Tuan dokter yang terhormat, bagaimana cara menghilangkan hati? 

Terkadang, pada saat-saat bahagia yang keterlaluan, atau sedih yang berkepanjangan, dan barangkali saat tak terjadi apa-apa, saya merasa ada yang salah dengan diri saya. Saya merasa seperti pengkhianat. Walau sungguh mati saya tak tahu siapa yang saya khianati. Mungkin diri saya sendiri. Tapi untuk apa saya mengkhianati diri sendiri? 
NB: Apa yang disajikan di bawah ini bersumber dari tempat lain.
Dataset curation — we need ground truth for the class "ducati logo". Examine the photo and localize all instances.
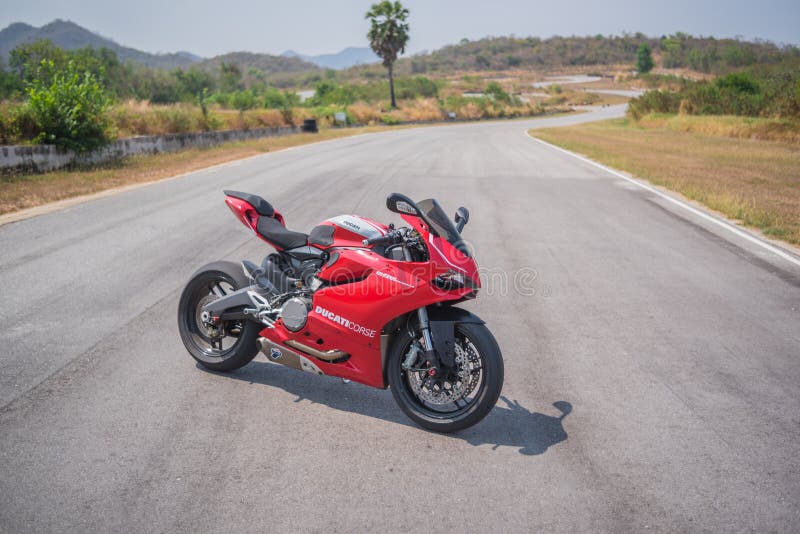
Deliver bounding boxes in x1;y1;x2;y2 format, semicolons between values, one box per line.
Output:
314;306;375;337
Saya sering gelisah. Merasa tiba-tiba ingin menangis, lalu terdiam, karena saya tahu tak ada yang perlu saya tangisi. Tapi saya masih ingin menangis. Bisakah saya menangisi ketiadaan sebab saya untuk menangis? Saya orang yang bodoh. Bodoh dan pintar. Saya tidak mengenali diri saya sendiri untuk tahu apa yang membuat saya ingin menangis. Tapi bukankah saya cukup pintar karena mengetahui bahwa diri saya ingin menangis? 
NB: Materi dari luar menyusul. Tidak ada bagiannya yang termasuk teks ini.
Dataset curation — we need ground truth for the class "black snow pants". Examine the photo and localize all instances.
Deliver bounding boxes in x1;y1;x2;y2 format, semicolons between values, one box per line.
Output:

Saya sering merasa kehilangan. Tapi tidak tahu kehilangan apa. Mungkin karena itu saya ingin menangis. Freud mengatakan ini adalah reaksi melankolia, saat seseorang kehilangan sesuatu namun dia tidak tahu apa dan bahkan tidak menyadarinya. Melankolia berbeda dengan mourning, yaitu kehilangan sesuatu yang obyeknya jelas. Ya seperti ketika anda kehilangan kekasih. Tapi Melankolia, kehilangan itu tidak berbentuk. Tapi berbekas. Bekas yang barangkali tak pernah disadari oleh otak anda. Tahu-tahu, anda menjadi psikopat. Ah, tapi mungkin itu kata saya saja, bukan Freud. Salah satu dosen saya bisa menjadi sangat relijius karena kehabisan kata makian dan menggantinya dengan istiqfar jika saya menulis sebuah teori ngawur dan mengambing hitamkan salah seorang filsuf. Ah, rasanya sudah lama sekali saya tidak berjumpa dengan dosen itu. Saya kan sudah lulus. Lulus dengan predikat cum laude. Tuan dokter, kadang saya bertanya-tanya, apakah predikat cum laude itu yang membuat kegelisahan tak jelas dalam diri saya ini?
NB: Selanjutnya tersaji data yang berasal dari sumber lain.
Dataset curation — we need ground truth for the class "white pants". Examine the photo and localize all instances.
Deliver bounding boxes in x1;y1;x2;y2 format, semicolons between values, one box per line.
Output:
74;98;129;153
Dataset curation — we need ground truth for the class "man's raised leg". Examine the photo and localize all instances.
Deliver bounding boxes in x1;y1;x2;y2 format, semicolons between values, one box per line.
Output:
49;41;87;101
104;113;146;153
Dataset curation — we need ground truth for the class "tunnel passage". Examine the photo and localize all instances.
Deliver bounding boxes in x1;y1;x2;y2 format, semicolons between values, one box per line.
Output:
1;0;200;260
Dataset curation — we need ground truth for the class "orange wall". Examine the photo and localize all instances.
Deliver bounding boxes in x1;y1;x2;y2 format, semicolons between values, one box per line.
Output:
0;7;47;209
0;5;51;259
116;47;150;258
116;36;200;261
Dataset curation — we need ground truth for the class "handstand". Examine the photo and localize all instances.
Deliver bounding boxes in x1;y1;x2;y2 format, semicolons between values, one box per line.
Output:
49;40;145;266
Saya membenci Aristoteles, yang mengatakan bahwa manusia tidak bisa hidup sendirian tanpa manusia lain. Tapi saya membenci manusia lain. Saya merasa diri saya mengkerut, seperti parasut kisut setiap kali berada di antara manusia lain. Saya sering berimajinasi bahwa dalam diri saya ada banyak manusia lain. Sehingga saya cukup berinteraksi dengan mereka, tidak perlu keluar dari diri saya. Toh, meski banyak manusia, semuanya masih dalam control saya. Tapi barangkali saya justru membenci diri saya sendiri. Mungkin saya merasa diri saya ini seperti sebuah bisul yang mengganggu dan merusak keharmonisan alam. Makanya saya menarik diri saya dari kegiatan sosial dan mengunci diri saya sendiri dalam kegelapan total diiringi dengung kipas angin yang nyaris pensiun. Saya mencoba kembali kepada diri saya sendiri. Atau jangan-jangan saya memang bukan manusia? 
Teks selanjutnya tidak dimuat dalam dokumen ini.